Give a Shelter Animal a Break By Checking Them Out for an Afternoon, Overnight, or the Weekend

Did you know that with many rescues and shelters you can check a pet out for a day, night, or even a weekend? If you’ve ever thought about fostering but recognize that you can’t make the commitment, yet you’d still like to give an animal a break, this could be the answer. So, consider being a temporary foster. Animal shelters are overfilled and frequently don’t have enough staff or volunteers to take dogs out for walks and other activities that are good for the animals. They count on community members to come in and check the animals out for a short period of time. This could be just a drive around town, a trip to the park, or a stop at a Starbucks or other establishment for some doggy ice cream or a Puppachino, Starbucks’ signature doggy treat. Any day outside of a shelter, no matter how nice the facility, is a huge treat for dogs.

French Bulldog eating ice cream
Photo: Pixabay/Frantisek_Krejci

Cortisol and Stress in Dogs

Animals in shelters are under a lot of stress. Because of this, many struggle to survive during the wait for a forever home, much less thrive. The noise, the strangeness of the situation, and the anxiety that fills the air can be debilitating for the poor animals. Recent studies have shown their cortisol levels also rise significantly in these situations. Cortisol is a stress hormone that both humans and animals manufacture under certain conditions. It’s sometimes called nature’s built-in alarm system. It works with certain parts of your brain to control mood, motivation, and fear. With dogs, as with people, it can lead to hair thinning and other unpleasant side effects. With dogs that physically and emotionally shut down in noisy shelters, staff work extra hard to find them foster homes to await long-term homes.

dog riding in car
Photo: Pixabay/Pexels

Be a Temporary Foster

Shelters and rescues are ecstatic when someone can lighten their load and help make an animal’s life better, even for a few hours or a day.

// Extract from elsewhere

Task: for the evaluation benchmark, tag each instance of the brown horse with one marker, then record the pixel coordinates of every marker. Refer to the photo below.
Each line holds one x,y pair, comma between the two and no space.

Contact your local shelter or neighborhood rescue and ask what their policies are regarding temporary fosters. You will likely have to fill out a brief application to get approved, but it’s totally worth the small amount of time and effort involved. Once you’re given the green light, you can come in and take a pup out on an excursion or spend the night. This is a terrific opportunity for people experiencing loneliness, families that are considering getting a pet, or anyone who would like to do more in the animal welfare arena but doesn’t have the time to do more. Who Knows. You may end up being a foster fail, as they’re known, and keeping ol’ Rex.